Glen Walker visited The Changeover shortly before it wrapped in Christchurch, and talked with producer Emma Slade and co-director Miranda Harcourt.
Part one of this article is here.
Emma Slade: We looked at having an international star (for the role of Laura) but there’s only a handful. They’re booked years in advance and top agents actually said, ‘Do you want to look at attracting them or try and discover someone?’
Fortunately, Stu and Miranda had their eyes on Erana for a long time. She’s beautiful and did a great job with the tone reel but in the year and a half since we shot that down here she’s taken it to a whole new level. And for someone at this stage to be holding her own against Melanie Lynskey and Timothy Spall… she’s coped remarkably well and her performances have been outstanding.
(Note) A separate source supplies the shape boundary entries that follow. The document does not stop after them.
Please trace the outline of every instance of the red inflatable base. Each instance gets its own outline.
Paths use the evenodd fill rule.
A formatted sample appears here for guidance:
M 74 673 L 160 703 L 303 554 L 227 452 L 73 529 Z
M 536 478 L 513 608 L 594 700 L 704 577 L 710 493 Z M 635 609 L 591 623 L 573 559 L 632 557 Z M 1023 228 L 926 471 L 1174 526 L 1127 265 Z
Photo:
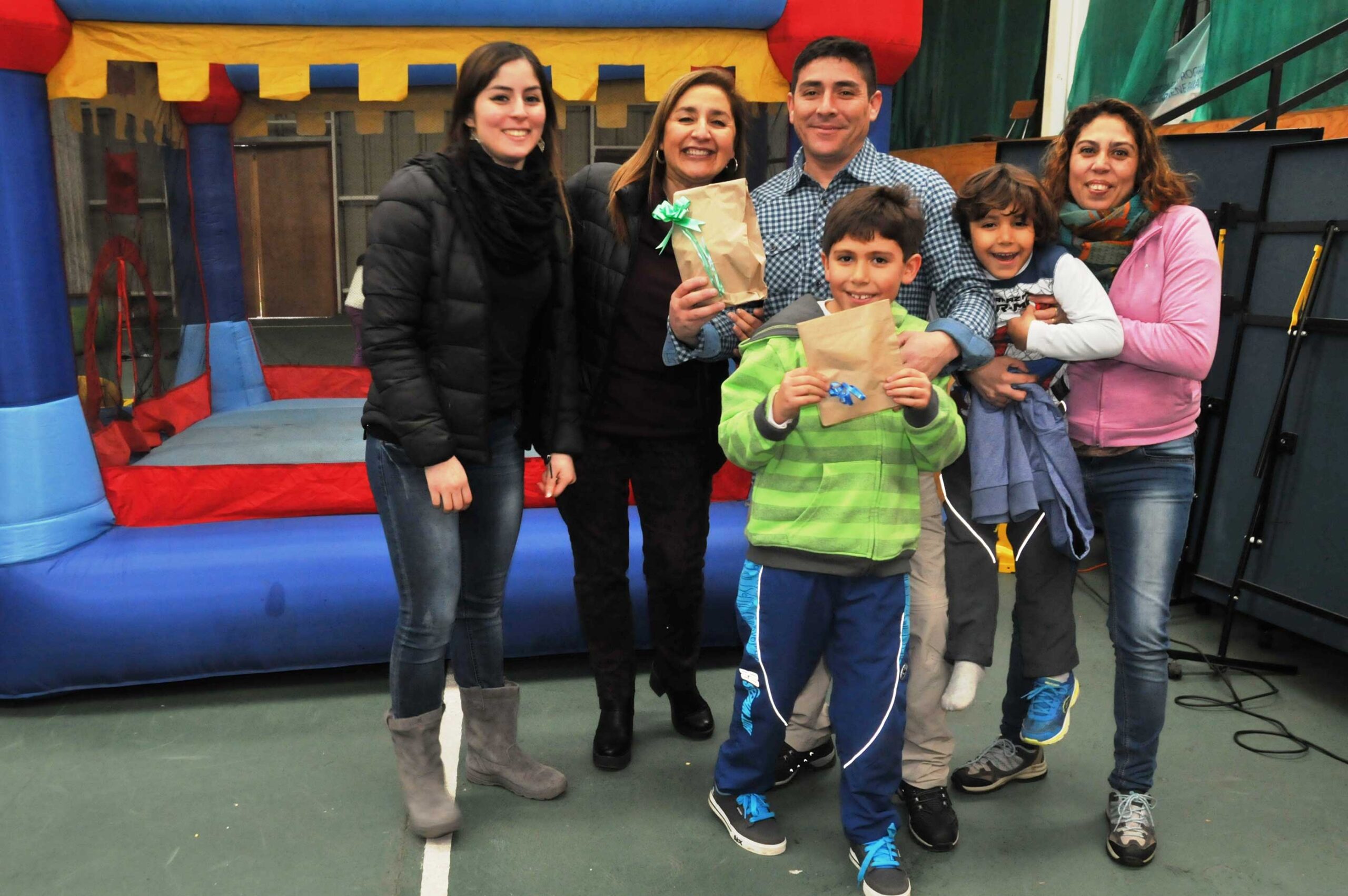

Miranda Harcourt: We have an actor from the UK, Nicholas Galitzine. He’s very sexy but also a deep thinker. The relationship between him and Erana is really fantastic and they’ve answered it beyond our wildest dreams – what they bring to it is really magical and I feel confident that the romance element of the film is really well explored.
We’re really lucky to have Timothy Spall because he appeals to audiences both old and young – like Maggie Smith because of their Harry Potter association. Kids know him as Wormtail but adults know him for Secrets and Lies and Mr Turner and art house films so he spans different demographics.
Emma: I’m a huge fan of Timothy Spall and his acting. Having him here in NZ working with this team and an up-and-coming actress is just elevating, such a huge buzz.
Miranda and Stu already had a relationship with Melanie. Miranda had been part of the process of finding Melanie for Heavenly Creatures and Melanie was keen to work with Miranda in some capacity. Plus, they’re friends with Lucy Lawless so they had connections there. With Miranda’s work as an acting coach lots of pieces fell into place.
What have been the pros and cons of shooting it all on location?
Miranda: It’s been a very organic shoot because the actors and crew can respond completely to real environments. Our perspective all along has been that it should be a very naturalistic film.
Axel Paton is our 1st AD. He’s very experienced, kept it on schedule and all in a very good-humoured way. The way Axel and Emma have pulled together the crew has been really great. Lots of newer crew and assistants who have been lead by the experienced HODs who really know their shit. They’ve all been on sets a lot.
Everyone knows that we’re lucky because everyone’s been on sets where it hasn’t been so pleasant, working relationships have not been so easy so I think people have really valued it and gone ‘Wow, this is a really lovely shoot’ with a product that I think everyone believes in.
Creating the look of the film while shooting on location hasn’t been too challenging?
Miranda: Production Designer Iain Aitkin has been a godsend from heaven – he’s so experienced and has amazing taste but he also knows how to get difficult things done in a very short period of time. He is one example of how lucky we’ve been with getting very experienced crew to come do this and answer the challenges. Every day we watch the rushes and say, ‘Wow, awesome.’ We feel like we’re really achieving what we set out to do.
Quite a lot of the effects we’ve been able to do in-camera which is quite nice for this style of film and our cinematographer Andrew Stroud is amazing. We’ve been in love with him for a very long time, probably five years since he made a beautiful short film called Ellen Is Leaving. We’re very lucky to have him on board – it’s his first feature, he comes from the world of commercials, but he has a wonderful aesthetic.
Emma: Cinematographer Andrew Stroud is a genius, and in years to come is going to be recognised as a huge talent. We’re very lucky to have him at this stage. We’ve been very lucky all round, really.
It’s been a fun shoot to work on. We’ve been able to get great people in the key roles and lots of newer people getting experience coming through the system working for them. We’ve got people who have come off huge films; Ghost in the Shell and The Hobbit and the like but they also love the small jobs, they have lots of soul.